Affaire Aboubakar Fofana : le policier déclare l’avoir tué "par erreur "!

Par  |  il y a 2 mois  
Affaire Aboubakar Fofana : le policier déclare l’avoir tué "par erreur "!

Après avoir menti, le policier revient sur sa première déclaration !

Le 3 juillet dernier, le jeune Aboubakar Fofana perdait la vie suite à un controle de policie entrainant de nombreuses émeutes dans la région Nantaise au quartier de Breil. Après cette 4 ème nuit de manifestation on vient d'en apprendre un peu plus sur les circonstances de la mort du jeune Aboubakar agé de 22 ans seulement.
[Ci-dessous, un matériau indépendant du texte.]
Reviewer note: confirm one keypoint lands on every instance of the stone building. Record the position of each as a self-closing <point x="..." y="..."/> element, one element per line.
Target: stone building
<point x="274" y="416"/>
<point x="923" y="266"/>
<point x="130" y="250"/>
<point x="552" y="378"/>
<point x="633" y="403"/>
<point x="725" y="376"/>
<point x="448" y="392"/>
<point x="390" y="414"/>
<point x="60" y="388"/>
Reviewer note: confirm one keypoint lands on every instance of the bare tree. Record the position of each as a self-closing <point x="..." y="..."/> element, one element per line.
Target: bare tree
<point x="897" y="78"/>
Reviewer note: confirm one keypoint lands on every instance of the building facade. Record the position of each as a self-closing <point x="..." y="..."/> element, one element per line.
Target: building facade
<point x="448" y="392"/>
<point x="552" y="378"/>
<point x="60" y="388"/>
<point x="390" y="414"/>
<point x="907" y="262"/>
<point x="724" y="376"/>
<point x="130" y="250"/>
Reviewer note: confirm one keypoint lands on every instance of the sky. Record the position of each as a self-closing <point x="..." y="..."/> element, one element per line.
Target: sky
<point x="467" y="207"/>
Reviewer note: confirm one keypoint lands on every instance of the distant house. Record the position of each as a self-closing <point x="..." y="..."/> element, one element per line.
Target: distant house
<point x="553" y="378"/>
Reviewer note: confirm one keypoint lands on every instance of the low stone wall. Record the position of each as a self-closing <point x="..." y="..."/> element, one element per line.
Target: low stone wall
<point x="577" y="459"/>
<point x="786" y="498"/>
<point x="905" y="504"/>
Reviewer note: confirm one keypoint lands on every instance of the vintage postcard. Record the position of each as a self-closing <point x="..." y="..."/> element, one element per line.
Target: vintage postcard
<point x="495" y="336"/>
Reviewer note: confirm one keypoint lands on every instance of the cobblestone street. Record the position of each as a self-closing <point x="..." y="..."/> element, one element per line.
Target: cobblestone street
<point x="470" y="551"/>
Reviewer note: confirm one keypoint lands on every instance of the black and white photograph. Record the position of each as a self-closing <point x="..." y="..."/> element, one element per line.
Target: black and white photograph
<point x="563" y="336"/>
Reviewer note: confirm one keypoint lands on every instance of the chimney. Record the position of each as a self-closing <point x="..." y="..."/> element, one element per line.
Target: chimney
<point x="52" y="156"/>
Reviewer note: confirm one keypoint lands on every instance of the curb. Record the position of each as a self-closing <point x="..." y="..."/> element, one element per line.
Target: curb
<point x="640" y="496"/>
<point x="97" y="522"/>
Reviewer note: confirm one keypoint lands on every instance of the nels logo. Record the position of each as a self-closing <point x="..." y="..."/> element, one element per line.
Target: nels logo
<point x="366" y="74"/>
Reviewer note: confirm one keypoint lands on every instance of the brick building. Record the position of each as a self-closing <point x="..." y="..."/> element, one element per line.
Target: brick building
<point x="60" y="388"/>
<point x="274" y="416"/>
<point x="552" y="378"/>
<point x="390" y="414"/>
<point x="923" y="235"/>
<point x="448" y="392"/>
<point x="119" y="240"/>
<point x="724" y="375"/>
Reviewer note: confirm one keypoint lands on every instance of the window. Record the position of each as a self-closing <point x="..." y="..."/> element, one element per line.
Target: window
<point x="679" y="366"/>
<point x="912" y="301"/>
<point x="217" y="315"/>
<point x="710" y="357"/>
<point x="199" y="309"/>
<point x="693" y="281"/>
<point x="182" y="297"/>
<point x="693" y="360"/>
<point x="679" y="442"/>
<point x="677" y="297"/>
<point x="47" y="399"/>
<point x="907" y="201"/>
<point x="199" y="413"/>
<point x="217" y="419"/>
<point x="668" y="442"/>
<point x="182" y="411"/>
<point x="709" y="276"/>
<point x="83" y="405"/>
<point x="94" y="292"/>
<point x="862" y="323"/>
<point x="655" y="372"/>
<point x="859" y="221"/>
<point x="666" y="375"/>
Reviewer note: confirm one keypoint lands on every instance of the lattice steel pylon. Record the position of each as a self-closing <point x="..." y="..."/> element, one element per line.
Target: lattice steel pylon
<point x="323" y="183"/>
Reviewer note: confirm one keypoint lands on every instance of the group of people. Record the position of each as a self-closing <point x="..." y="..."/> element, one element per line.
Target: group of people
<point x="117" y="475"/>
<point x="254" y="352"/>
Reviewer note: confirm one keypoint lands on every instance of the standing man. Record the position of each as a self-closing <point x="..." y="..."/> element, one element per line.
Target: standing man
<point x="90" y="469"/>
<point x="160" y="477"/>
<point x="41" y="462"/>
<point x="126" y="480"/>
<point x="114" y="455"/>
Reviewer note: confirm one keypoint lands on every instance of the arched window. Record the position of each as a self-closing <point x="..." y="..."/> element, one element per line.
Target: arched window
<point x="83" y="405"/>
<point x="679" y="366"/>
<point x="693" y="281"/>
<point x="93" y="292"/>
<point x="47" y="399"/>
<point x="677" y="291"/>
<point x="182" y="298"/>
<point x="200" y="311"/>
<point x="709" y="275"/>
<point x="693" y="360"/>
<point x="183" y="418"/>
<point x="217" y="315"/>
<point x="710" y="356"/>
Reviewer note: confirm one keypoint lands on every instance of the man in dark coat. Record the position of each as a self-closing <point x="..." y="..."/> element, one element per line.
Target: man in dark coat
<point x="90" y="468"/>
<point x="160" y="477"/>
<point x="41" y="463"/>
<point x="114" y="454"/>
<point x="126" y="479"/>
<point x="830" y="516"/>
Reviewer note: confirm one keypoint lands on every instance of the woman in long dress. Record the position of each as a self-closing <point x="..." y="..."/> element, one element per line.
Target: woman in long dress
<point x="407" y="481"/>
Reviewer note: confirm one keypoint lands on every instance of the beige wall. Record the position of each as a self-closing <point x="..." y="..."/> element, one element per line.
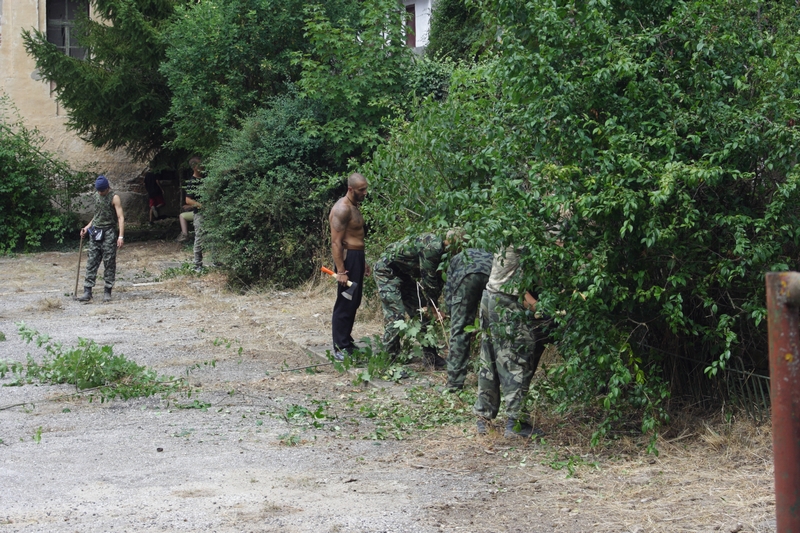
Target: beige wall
<point x="38" y="107"/>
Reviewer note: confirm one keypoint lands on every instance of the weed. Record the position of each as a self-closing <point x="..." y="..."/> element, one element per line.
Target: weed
<point x="197" y="404"/>
<point x="571" y="463"/>
<point x="186" y="269"/>
<point x="317" y="417"/>
<point x="423" y="409"/>
<point x="88" y="366"/>
<point x="212" y="363"/>
<point x="289" y="439"/>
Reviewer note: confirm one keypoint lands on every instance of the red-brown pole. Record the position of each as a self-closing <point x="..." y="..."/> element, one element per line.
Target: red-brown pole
<point x="783" y="300"/>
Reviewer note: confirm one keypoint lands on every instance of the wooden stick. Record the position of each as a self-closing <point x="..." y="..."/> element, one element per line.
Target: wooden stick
<point x="78" y="275"/>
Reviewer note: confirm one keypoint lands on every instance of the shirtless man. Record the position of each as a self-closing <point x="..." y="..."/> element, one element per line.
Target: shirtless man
<point x="347" y="248"/>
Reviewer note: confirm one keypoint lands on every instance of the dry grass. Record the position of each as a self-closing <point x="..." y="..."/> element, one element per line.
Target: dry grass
<point x="46" y="305"/>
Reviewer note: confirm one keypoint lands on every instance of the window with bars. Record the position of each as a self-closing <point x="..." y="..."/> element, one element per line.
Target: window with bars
<point x="61" y="15"/>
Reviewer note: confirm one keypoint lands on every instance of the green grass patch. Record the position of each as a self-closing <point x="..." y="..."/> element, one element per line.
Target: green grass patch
<point x="90" y="367"/>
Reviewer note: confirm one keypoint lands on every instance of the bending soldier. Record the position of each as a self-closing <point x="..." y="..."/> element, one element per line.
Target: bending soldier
<point x="513" y="342"/>
<point x="467" y="276"/>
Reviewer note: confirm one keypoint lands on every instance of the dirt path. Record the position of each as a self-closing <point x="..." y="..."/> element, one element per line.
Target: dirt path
<point x="249" y="460"/>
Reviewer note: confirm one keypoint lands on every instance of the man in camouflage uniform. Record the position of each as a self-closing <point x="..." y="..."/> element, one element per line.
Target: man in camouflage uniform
<point x="467" y="276"/>
<point x="396" y="274"/>
<point x="513" y="342"/>
<point x="107" y="215"/>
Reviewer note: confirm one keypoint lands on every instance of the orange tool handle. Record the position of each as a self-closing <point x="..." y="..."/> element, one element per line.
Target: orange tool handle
<point x="332" y="273"/>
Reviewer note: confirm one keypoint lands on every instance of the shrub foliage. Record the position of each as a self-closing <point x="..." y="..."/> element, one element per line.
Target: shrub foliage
<point x="262" y="213"/>
<point x="645" y="156"/>
<point x="36" y="188"/>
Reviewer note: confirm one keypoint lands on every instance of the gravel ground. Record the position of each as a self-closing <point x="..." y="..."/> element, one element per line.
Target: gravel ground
<point x="71" y="465"/>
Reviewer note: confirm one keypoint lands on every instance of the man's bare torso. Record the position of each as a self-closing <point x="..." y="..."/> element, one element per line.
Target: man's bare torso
<point x="346" y="216"/>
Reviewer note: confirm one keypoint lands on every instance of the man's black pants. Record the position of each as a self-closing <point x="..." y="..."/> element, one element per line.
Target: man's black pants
<point x="344" y="310"/>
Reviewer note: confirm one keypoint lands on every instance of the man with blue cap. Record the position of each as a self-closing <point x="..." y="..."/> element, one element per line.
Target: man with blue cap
<point x="103" y="239"/>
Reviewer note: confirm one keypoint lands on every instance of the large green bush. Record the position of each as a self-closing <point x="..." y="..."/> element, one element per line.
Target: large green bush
<point x="36" y="188"/>
<point x="263" y="212"/>
<point x="356" y="70"/>
<point x="458" y="30"/>
<point x="646" y="156"/>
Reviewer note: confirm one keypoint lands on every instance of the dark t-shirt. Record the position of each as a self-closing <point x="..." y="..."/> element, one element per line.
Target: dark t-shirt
<point x="150" y="183"/>
<point x="190" y="189"/>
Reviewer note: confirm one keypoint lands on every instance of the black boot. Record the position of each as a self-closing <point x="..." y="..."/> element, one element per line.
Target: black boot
<point x="431" y="357"/>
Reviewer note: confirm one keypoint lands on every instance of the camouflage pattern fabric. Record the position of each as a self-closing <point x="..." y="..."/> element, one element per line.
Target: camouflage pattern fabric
<point x="513" y="343"/>
<point x="199" y="238"/>
<point x="467" y="276"/>
<point x="105" y="251"/>
<point x="396" y="272"/>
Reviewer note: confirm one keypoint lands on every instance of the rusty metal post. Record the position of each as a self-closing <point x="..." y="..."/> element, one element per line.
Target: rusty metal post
<point x="783" y="300"/>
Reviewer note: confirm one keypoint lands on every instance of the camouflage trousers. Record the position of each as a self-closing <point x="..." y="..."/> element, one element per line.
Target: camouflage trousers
<point x="105" y="251"/>
<point x="399" y="297"/>
<point x="464" y="306"/>
<point x="199" y="238"/>
<point x="510" y="353"/>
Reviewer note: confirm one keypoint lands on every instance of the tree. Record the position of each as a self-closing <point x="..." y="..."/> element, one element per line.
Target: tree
<point x="116" y="97"/>
<point x="227" y="58"/>
<point x="457" y="31"/>
<point x="357" y="72"/>
<point x="645" y="156"/>
<point x="264" y="211"/>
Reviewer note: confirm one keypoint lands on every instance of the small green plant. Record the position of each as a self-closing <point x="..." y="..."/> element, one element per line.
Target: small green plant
<point x="186" y="269"/>
<point x="196" y="404"/>
<point x="89" y="367"/>
<point x="289" y="439"/>
<point x="571" y="463"/>
<point x="318" y="416"/>
<point x="422" y="410"/>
Affaire%20Aboubakar%20Fofana

Les policiers avaient déclarés que le jeune homme avait refusé d'obtempérer et de se soumettre au contrôle d'identité, il aurait par la suite comme le déclare le responsable de la police nantaise :

fait une marche arrière brusque. Il a heurté un CRS au genou, qui a juste eu le temps de s’écarter. Un de ses collègues a tiré pour arrêter le véhicule

Aboubakar%20Fofana

Le policier auteur du coup de feu qui est actuellement en garde à vue est revenu sur ses premières déclarations en déclarant avoir "tiré par erreur" sur le jeune Aboubakar en le touchant à la carotide et non par légitime défense comme il l'indiquait depuis le début de cette affaire.
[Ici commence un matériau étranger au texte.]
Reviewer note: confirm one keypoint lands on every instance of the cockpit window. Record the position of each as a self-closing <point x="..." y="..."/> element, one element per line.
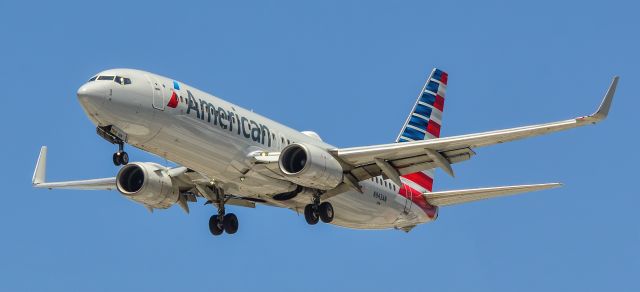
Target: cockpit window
<point x="106" y="77"/>
<point x="122" y="80"/>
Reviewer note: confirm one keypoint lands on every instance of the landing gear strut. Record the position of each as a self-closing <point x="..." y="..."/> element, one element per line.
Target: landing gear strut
<point x="221" y="221"/>
<point x="318" y="211"/>
<point x="120" y="157"/>
<point x="115" y="136"/>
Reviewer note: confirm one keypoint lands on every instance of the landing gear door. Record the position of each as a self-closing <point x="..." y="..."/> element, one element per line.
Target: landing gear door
<point x="158" y="93"/>
<point x="408" y="200"/>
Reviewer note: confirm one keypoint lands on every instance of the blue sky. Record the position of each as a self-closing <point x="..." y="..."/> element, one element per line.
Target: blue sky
<point x="349" y="70"/>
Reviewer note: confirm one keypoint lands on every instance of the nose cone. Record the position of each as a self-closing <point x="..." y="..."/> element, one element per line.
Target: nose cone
<point x="92" y="96"/>
<point x="91" y="91"/>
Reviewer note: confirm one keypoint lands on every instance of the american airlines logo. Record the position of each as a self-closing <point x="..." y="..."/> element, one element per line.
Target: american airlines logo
<point x="225" y="119"/>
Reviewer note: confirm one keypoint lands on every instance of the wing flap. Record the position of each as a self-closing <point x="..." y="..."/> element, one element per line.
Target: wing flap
<point x="446" y="198"/>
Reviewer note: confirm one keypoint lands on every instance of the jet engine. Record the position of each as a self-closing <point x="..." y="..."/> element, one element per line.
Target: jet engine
<point x="147" y="183"/>
<point x="310" y="166"/>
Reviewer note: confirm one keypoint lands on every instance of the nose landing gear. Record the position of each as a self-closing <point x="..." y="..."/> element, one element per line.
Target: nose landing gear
<point x="115" y="136"/>
<point x="222" y="222"/>
<point x="120" y="157"/>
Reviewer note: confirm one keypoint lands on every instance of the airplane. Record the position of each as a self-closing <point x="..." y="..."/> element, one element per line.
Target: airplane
<point x="230" y="156"/>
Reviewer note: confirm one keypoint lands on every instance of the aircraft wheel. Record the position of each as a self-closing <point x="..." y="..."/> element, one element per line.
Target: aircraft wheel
<point x="230" y="223"/>
<point x="124" y="158"/>
<point x="116" y="159"/>
<point x="326" y="212"/>
<point x="310" y="215"/>
<point x="214" y="227"/>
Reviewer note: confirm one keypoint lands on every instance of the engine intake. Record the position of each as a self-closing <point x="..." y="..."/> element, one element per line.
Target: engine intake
<point x="310" y="166"/>
<point x="147" y="183"/>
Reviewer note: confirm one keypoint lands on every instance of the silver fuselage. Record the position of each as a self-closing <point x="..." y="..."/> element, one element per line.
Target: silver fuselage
<point x="214" y="137"/>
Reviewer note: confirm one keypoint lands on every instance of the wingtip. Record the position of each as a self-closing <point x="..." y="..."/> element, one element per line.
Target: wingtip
<point x="605" y="105"/>
<point x="41" y="166"/>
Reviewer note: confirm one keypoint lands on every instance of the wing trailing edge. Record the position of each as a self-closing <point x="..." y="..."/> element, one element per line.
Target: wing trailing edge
<point x="39" y="178"/>
<point x="454" y="197"/>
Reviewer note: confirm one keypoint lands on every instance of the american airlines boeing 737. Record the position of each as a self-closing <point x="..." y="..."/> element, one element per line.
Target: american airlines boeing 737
<point x="230" y="156"/>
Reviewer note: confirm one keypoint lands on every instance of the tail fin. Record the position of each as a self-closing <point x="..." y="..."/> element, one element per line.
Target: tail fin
<point x="425" y="119"/>
<point x="424" y="122"/>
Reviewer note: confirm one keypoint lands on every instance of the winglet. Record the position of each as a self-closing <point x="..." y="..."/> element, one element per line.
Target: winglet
<point x="41" y="167"/>
<point x="603" y="110"/>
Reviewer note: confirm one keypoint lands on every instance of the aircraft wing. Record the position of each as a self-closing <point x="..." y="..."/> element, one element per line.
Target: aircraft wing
<point x="446" y="198"/>
<point x="396" y="159"/>
<point x="38" y="181"/>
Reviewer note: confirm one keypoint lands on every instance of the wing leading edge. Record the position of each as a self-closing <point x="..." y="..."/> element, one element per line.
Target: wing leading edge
<point x="39" y="180"/>
<point x="446" y="198"/>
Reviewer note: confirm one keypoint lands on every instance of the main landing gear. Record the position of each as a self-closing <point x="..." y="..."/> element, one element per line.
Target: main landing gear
<point x="120" y="157"/>
<point x="222" y="222"/>
<point x="318" y="211"/>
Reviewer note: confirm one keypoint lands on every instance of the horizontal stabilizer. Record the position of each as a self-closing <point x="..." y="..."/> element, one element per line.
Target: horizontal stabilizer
<point x="446" y="198"/>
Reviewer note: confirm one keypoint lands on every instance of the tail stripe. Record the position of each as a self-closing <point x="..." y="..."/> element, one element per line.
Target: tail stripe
<point x="424" y="122"/>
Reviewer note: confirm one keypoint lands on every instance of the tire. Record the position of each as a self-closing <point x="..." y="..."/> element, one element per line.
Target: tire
<point x="124" y="158"/>
<point x="326" y="212"/>
<point x="310" y="215"/>
<point x="230" y="223"/>
<point x="116" y="159"/>
<point x="213" y="226"/>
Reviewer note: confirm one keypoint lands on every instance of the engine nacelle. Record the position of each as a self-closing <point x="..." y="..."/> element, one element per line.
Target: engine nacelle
<point x="310" y="166"/>
<point x="147" y="183"/>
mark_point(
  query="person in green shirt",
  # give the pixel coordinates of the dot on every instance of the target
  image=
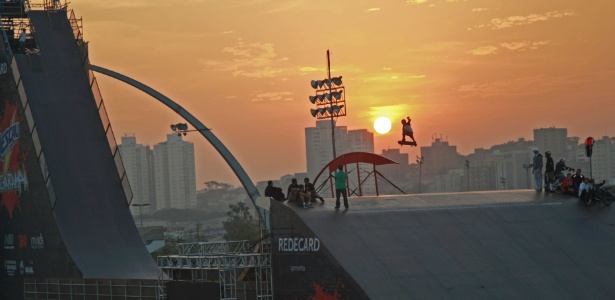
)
(340, 186)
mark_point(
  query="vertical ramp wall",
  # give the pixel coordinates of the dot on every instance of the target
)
(89, 202)
(31, 245)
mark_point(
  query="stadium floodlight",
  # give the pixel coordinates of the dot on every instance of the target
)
(337, 80)
(337, 108)
(314, 84)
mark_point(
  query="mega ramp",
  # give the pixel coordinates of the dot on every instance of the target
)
(489, 245)
(69, 215)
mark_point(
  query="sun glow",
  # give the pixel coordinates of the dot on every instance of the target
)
(382, 125)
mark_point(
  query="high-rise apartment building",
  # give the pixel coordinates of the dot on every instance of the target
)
(552, 139)
(137, 160)
(175, 173)
(440, 157)
(603, 159)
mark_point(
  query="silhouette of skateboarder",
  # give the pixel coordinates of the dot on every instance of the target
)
(407, 131)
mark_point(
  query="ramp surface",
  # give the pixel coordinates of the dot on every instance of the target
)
(91, 209)
(489, 245)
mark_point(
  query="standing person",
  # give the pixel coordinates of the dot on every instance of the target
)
(274, 192)
(295, 193)
(577, 179)
(568, 186)
(22, 41)
(310, 190)
(560, 167)
(549, 171)
(340, 186)
(407, 130)
(537, 168)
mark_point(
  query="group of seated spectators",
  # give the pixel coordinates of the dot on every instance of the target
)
(579, 186)
(302, 194)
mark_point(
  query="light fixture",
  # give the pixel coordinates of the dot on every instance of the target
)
(337, 80)
(314, 84)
Son premier réflexe a été de mentir (…), mais il a révélé depuis la vérité de manière beaucoup plus apaisée

"Un geste qu’il regrettera toute sa vie" comme la affirmé son avocat. Le brigadier-chef de la compagnie de sécurité républicaine (CRS) de Bergerac (Gironde) a été mis en examen, et placé sous contrôle judiciaire. Une information judiciaire a été ouverte pour “coups et blessures volontaires ayant entraîné la mort sans intention de la donner”.
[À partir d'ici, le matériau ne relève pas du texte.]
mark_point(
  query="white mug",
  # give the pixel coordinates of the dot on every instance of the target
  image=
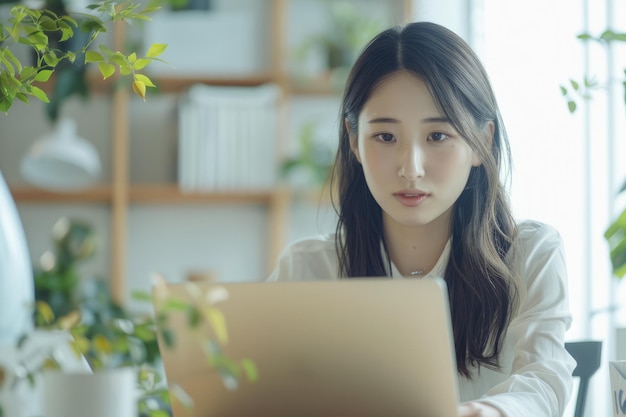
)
(105, 393)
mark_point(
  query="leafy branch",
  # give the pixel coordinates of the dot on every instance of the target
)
(33, 28)
(615, 234)
(583, 90)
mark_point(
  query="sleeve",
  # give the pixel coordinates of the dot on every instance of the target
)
(540, 381)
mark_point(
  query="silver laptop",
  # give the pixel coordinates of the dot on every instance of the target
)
(358, 347)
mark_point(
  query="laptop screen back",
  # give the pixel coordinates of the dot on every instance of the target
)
(358, 347)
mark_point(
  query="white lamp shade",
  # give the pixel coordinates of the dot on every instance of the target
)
(61, 161)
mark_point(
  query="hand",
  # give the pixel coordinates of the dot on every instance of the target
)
(476, 409)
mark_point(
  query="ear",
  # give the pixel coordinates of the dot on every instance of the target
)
(354, 143)
(489, 131)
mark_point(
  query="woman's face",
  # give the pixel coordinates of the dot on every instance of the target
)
(415, 163)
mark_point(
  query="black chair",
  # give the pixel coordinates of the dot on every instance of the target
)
(587, 355)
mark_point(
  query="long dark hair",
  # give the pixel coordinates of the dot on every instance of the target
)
(478, 277)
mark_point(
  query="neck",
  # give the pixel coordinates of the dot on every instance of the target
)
(415, 250)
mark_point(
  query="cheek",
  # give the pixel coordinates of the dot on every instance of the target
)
(456, 162)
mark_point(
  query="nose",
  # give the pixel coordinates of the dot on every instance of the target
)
(411, 163)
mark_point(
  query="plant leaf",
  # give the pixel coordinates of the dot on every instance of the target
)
(43, 75)
(571, 105)
(147, 81)
(93, 56)
(155, 50)
(106, 69)
(140, 89)
(216, 319)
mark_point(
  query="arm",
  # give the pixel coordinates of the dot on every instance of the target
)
(540, 381)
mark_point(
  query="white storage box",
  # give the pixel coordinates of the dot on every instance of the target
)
(207, 43)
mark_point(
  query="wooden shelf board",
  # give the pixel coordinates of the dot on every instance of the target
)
(171, 194)
(95, 194)
(175, 84)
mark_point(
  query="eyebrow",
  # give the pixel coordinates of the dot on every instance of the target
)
(427, 120)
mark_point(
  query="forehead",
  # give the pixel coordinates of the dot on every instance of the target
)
(400, 94)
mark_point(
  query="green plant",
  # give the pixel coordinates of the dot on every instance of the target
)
(34, 29)
(351, 30)
(314, 158)
(615, 234)
(200, 313)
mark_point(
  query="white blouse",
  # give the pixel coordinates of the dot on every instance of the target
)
(535, 376)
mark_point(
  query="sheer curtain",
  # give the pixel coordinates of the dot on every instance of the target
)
(566, 167)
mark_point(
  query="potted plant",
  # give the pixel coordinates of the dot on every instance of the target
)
(36, 29)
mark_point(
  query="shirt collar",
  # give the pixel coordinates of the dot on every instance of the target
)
(438, 270)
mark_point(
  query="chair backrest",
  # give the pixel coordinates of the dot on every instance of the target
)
(588, 356)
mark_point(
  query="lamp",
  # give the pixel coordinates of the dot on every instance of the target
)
(61, 161)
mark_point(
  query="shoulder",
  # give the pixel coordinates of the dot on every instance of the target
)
(312, 258)
(535, 237)
(538, 262)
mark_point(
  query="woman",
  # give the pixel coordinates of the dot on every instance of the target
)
(422, 147)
Selon les dernières révélations du policier, le coup de feu serait parti accidentellement alors qu’il tentait de maîtriser Aboubakar Fofana, dans l’habitacle de sa Nissan Juke alors qu’une lutte se serait engagée. D’ailleurs le jeune homme aurait entamé une marche arrière sur ordre des forces de l’ordre contrairement à ce qui a indiqué par la police…

De son côté, alors qu’une marche blanche a été organisée au cri de “Pas de justice. Pas de paix” et de “Vérité pour Abou”, la famille de la victime ne s’est toujours pas exprimée. Après ce terrible événement, policiers et jeunes se sont longuement affrontés les nuits suivantes.